Larry Page — the multibillionaire co-founder of Google who spent the last year literally hiding out in Fiji with his family to avoid the COVID-19 pandemic — owns at least one groundwater-contaminating bug-out bunker and a bunch of mansions in Old Palo Alto, California. Last week, one of those homes inexplicably experienced a three-alarm fire that took local emergency responders hours to quell and raised questions about local public resource allocation and corporate transparency… not to mention why the hell the home was allegedly being used as a low-profile office for Google tech workers, who were not there at the time of the fire.
As first reported by Palo Alto Online and expanded upon over at The Daily Beast , firefighters first arrived at the $10 million 6-bedroom, 5.5-bath “ guest cottage ” shortly after the blaze was first called in around 8:10 p.m. No one was killed or severely injured according to Deputy Fire Chief Kevin McNally, although the flames and smoke severely damaged the attic, as well as the first and second stories’ back areas. There’s a lot of sketchiness to the whole affair, and while we’re of course happy to hear no one was hurt we do have some questions. Like what the hell were Google tech workers doing in there at all?
One of many nearby Page properties — Over the past decade, Page has apparently bought up huge swaths of properties in the area, leasing many of them to tenants while installing family members in others.
“He owns what feels like most of that block,” Rebecca Eisenberg, a former city council candidate and general counsel for Reddit, told The Daily Beast , who went on to criticize the massive public funds required to quell a “small fire — at least non-visible fire” at a billionaire’s umpteenth mansion during a time of local budgetary restraints .
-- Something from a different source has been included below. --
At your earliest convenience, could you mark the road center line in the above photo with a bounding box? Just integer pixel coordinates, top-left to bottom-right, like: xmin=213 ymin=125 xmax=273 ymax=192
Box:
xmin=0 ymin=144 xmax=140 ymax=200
Details are hidden behind a smokescreen — There are certainly enough holes in the story right now to arouse suspicion about just what was going on at Page’s mansion, and if the fire was a chance occurrence or not. Authorities haven’t publicly stated anything pointing towards arson, which could easily mean this was simply an electrical issue or something similar.
Then again, it sure would be nice to know exactly why Page felt the need to house a small team of Google workers there, and how many other locations are home to the same kinds of setups.